Stag Sans Font

Stag Sans Font

Creator Christian Schwartz created Stag Sans in 2005 for the US version of Esquire. Since its release in 2007, the families have grown to be among our most well-liked collections. We started working with Russian type designer Ilya Ruderman in Moscow (who also drew the delicate Austin Cyrillic) and Greek type designer Panos Haratzopoulos outside of Athens in 2012 after receiving numerous requests for Cyrillic and Greek support for these families.

The end result is Greek and Cyrillic versions of Stag Sans that complement Schwartz’s original Latin version without being unduly Westernized or overly respectful of historical customs. They also reflect modern type design conventions and approaches in Greece and other Cyrillic-using countries. With Stag Sans, there are now more typefaces that support native Bulgarian and Serbian Cyrillic, which differ greatly from their Russian counterparts. This is a small but growing collection.

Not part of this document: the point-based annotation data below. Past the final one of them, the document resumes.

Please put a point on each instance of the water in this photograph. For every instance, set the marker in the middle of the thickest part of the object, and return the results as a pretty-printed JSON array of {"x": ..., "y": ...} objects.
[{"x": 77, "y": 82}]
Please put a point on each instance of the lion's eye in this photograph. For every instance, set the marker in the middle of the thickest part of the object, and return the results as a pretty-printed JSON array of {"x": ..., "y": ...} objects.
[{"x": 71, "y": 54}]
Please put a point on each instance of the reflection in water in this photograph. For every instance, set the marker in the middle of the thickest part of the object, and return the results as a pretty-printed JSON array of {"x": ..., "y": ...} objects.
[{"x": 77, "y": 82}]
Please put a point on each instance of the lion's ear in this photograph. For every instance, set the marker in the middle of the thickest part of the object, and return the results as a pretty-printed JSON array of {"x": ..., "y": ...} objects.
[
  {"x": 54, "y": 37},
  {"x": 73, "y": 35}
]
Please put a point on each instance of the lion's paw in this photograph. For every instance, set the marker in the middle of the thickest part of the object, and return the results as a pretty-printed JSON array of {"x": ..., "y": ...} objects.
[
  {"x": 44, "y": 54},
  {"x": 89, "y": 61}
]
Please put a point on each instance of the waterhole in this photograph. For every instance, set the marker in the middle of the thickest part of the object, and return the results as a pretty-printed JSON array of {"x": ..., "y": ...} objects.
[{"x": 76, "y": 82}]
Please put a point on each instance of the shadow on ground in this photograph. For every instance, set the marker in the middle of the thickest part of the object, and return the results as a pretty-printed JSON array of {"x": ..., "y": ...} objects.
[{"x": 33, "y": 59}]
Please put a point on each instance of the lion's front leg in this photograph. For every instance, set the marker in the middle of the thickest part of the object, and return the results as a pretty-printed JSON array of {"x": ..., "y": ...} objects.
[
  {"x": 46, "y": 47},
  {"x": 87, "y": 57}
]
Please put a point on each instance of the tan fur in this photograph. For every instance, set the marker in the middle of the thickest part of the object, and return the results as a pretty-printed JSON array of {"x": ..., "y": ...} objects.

Stag Sans can be licensed in two versions: one that supports Greek or Cyrillic characters, and the other that supports all three alphabets, called “LCG” (for “Latin/Cyrillic/Greek”). All of the languages that our standard Latin character set covers are supported by all three versions. Finding the ideal balance between the rounded terminals that link the companion sans to the original Stag and the blunt terminals that give the family a no-nonsense muscularity was difficult because Stag is known for many unique details. At text sizes, the final sans is not distracting, but it is interesting in headlines.

Thin, Thin Italic, Light, Light Italic, Book, Book Italic, Medium, Medium Italic, Semibold, Semibold Italic, Bold, Bold Italic, Black, and Black Italic.